Si la psychanalyse est une exception par rapport au champ des psychothérapies, ce n’est pas parce qu’elle aurait des performances exceptionnelles mais parce qu’elle n’est pas une psychothérapie.

C’est en tout cas la position lacanienne. Lacan distinguait la psychanalyse pure et la psychanalyse appliquée au champ médical (on dirait plus volontier de nos jours: au champ de la santé mentale).

La psychanalyse appliquée, on conçoit bien que d’aucun considère qu’elle participe du champ de la psychothérapie, même si ce n’était pas la position de Lacan pour qui la psychothérapie relevait du Discours du Maître et de la suggestion.

Mais, en tout cas, la psychanalyse en elle-même, psychanalyse pure selon Lacan, n’est pas une psychothérapie, quels que soient ses effets thérapeutiques. C’est une expérience de discours, une sorte de jeu de la vérité à partir de la souffrance du symptôme, jeu de la vérité qui vise le coeur de l’être, au-delà du médical.

Il s’agit de se confronter à l’impossible de la condition humaine, impossible que masque le fantasme et tous les gadgets de l’époque. J’ai développé cette question dans mon ouvrage La psychanalyse, thérapeutique? (Editions du champ lacanien, Paris 2001).

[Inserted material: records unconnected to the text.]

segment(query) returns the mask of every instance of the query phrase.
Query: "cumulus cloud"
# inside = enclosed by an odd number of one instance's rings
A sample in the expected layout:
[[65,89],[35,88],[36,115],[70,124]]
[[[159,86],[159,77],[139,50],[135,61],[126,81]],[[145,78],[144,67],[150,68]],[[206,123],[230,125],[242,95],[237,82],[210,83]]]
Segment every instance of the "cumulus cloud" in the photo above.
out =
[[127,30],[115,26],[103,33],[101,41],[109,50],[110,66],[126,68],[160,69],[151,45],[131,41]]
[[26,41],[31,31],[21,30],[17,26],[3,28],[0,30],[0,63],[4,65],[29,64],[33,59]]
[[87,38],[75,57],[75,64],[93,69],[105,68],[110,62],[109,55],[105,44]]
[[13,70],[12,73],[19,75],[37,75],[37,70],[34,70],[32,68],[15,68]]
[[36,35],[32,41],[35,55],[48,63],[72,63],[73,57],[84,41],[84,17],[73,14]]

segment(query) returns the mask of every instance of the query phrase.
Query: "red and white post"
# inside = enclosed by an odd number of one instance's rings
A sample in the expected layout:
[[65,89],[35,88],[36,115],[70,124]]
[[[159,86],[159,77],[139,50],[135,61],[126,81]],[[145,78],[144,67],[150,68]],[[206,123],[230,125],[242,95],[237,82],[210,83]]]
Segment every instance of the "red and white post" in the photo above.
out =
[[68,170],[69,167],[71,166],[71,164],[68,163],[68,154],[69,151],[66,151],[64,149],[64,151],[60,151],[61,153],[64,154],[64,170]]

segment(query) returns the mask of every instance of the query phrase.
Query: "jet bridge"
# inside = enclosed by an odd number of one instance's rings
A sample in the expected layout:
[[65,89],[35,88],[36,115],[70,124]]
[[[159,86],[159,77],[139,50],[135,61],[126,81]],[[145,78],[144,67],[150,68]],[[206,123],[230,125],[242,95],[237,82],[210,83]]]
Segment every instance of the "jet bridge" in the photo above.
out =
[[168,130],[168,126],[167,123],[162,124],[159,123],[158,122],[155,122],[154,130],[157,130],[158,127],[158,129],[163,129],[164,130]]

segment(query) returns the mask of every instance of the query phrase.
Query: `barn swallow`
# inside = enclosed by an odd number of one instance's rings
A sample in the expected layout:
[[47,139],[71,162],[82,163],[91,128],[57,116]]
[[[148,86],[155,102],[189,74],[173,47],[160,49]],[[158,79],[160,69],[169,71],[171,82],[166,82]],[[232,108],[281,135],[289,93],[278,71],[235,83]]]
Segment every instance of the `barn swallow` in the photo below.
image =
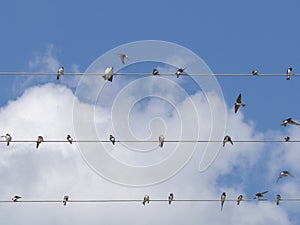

En même temps, la psychanalyse comme théorie est une tentative de réintroduire la question du sujet dans le champ de la science. A ce titre, tout un champ de recherche est à explorer, en confrontant la psychanalyse aux divers domaines du savoir, de la cybernétique à l’éthologie en passant par les neurosciences du côté des sciences dites dures, mais aussi de la philosophie à l’économie en passant par la sociologie et le politique du côté des sciences dites humaines. Noyer la psychanalyse dans le champ des psychothérapies, c’est la rabattre sur une psychologie dynamique.

C’est ce que fait depuis longtemps l’Université. L’absence de département de psychanalyse dans nos universités et nos grandes écoles participe du même refus de prendre en compte la psychanalyse sans la réduire à la psychothérapie. Je rêve depuis longtemps de départements de psychanalyse pure.

En attendant, laissons travailler les psychanalystes et laissons à leurs écoles le soucis de leur formation. Il faut protéger la psychanalyse.